Timing Your Refinancing

Most financial advisors will counsel you to wait two years before applying for a new loan. Within those two years, you can reestablish your credit score to good standing and qualify for a Fannie Mae loan with market rates.

However, you can find refinancing sooner by working with a sub-prime lender. Depending on your credit score, cash assets, and income, you can find a financing package only a couple of points higher than conventional rates.

Before You Apply For A Refi Loan

Before you apply for a refi loan, check your credit report to be sure that your bankruptcy was properly discharged. Make sure accounts are in good standing and have accurate information.
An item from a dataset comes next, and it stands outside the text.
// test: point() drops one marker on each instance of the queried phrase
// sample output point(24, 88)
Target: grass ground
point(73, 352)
You can also include a letter explaining the circumstances of your bankruptcy, which can help your loan application.

Also, take the time to research lenders. Just like with any product, shopping around will guarantee that you get the best deal. It just takes a few minutes to receive loan quotes online. And you can review them at home with no pressure. While you are looking at rates, also note fees and closing costs.

Getting Better Rates

If you didn’t get the best terms or rates on your first mortgage, now is the time to find them. For the lowest payments, choose an adjustable rate mortgage. Usually for the first two to five years rates will be lower than fixed rates. Some lenders will also allow you to lock in a rate for a fee.

Interest rates can also be lowered by choosing a shorter term loan. While your total interest costs will be less, your monthly payments will be higher. Some lenders will also lower rates if you set up an automatic payment, usually debited from your checking account.